Now that we've seen how the pipeline works! We have even created an AI writer when traind to larger datasets! Let's feed it with a text of our own. Place here any text that you can find from the internet (or maybe craft your own), to create our AI writer!

In [None]:
corpus = create_corpus("""
Took a morning ride to the place
Where you and I were supposed to meet
The city yawns, they echo on
My thoughts are spinning on and on my head
It seems, they lead me back to you, ooh
I keep coming back to you
Took a morning ride, found a place up in my mind
No one else can see
Maybe, it's fate that we lose control
In circles around, we go
We become who we ought to know
We just gotta let it go
We just gotta let it go
So, I'm coming home to you, ooh-ooh, ooh-ooh-ooh-ooh-ooh-ooh
You, ooh-ooh, ooh-ooh-ooh-ooh-ooh-ooh
You're all I need, the very air I breathe
You are home, home
Took a morning ride, gotta leave this all behind
For with you is where I want to be
Maybe, it's fate that we can't control (fate that we can't control)
Oh, around and around, it goes ('round and around, it goes)
And all that we seem to know (all that we seem to know)
We just gotta let it go
We just gotta let it go
So, I'm coming home to you, ooh-ooh, ooh-ooh-ooh-ooh-ooh-ooh
You, ooh-ooh, ooh-ooh-ooh-ooh-ooh-ooh
You're all I need, the very air I breathe
You are home, home
So many questions I've thrown to the skies
And all of the answers, I've found in your eyes
When I'm with you, home is never too far
And my weary heart has come to rest in yours
I found my way home
I found my way home
I found my way home
I found my way home
I found my way home, I found my way home
I found my way home, I found my way home
I found my way home, I found my way home
I found my way home
So, I'm coming home to you, ooh-ooh, ooh-ooh-ooh-ooh-ooh-ooh
You, ooh-ooh, ooh-ooh-ooh-ooh-ooh-ooh
You're all I need, the very air I breathe
You are home, home
Coming home to you, ooh-ooh, ooh-ooh-ooh-ooh-ooh-ooh
You, ooh-ooh, ooh-ooh-ooh-ooh-ooh-ooh
You're all I need, the very air I breathe
You are home
""")

In [None]:
my_model = MarkovChain(mode='unigrams')
my_model.add_corpus(corpus)

In [None]:
my_model.generate_sentence(['I'])

### Guide Questions

1. **An AI writer or an AI parrot?** Try to generate text using the above pipeline.

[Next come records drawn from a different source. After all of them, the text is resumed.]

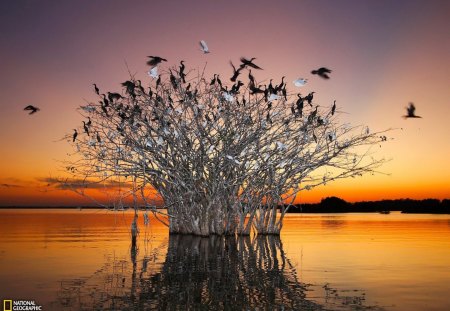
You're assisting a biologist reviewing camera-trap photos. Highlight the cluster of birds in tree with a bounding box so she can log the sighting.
[24,40,421,142]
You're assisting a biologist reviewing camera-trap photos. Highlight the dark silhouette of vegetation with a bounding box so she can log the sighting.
[289,197,450,214]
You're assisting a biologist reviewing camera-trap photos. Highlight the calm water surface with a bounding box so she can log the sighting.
[0,210,450,311]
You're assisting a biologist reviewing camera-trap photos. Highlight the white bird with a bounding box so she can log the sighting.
[148,66,159,79]
[200,40,209,54]
[293,78,308,87]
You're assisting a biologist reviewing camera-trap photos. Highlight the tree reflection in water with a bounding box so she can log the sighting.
[55,235,379,310]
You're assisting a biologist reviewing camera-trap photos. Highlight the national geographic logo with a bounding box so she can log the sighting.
[3,299,42,311]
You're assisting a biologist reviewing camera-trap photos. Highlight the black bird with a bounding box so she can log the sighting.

What can you observe as to how the way the AI writer generates text? Can you predict as to how the AI would generate text given any current state?
2. **A translingual AI writer** What will happen if we feed to it texts from different languages. How will our AI writer generate new texts? Will it be able to generate text from a different language from its current state?
3. **Going beyond bigrams** Suppose that we instead consider trigrams or quadgrams as our definition of a state, will our AI writer be able to write better sentences? What problems might occur?
4. **Other improvements** Can you think of other ways in which we can improve the AI writer?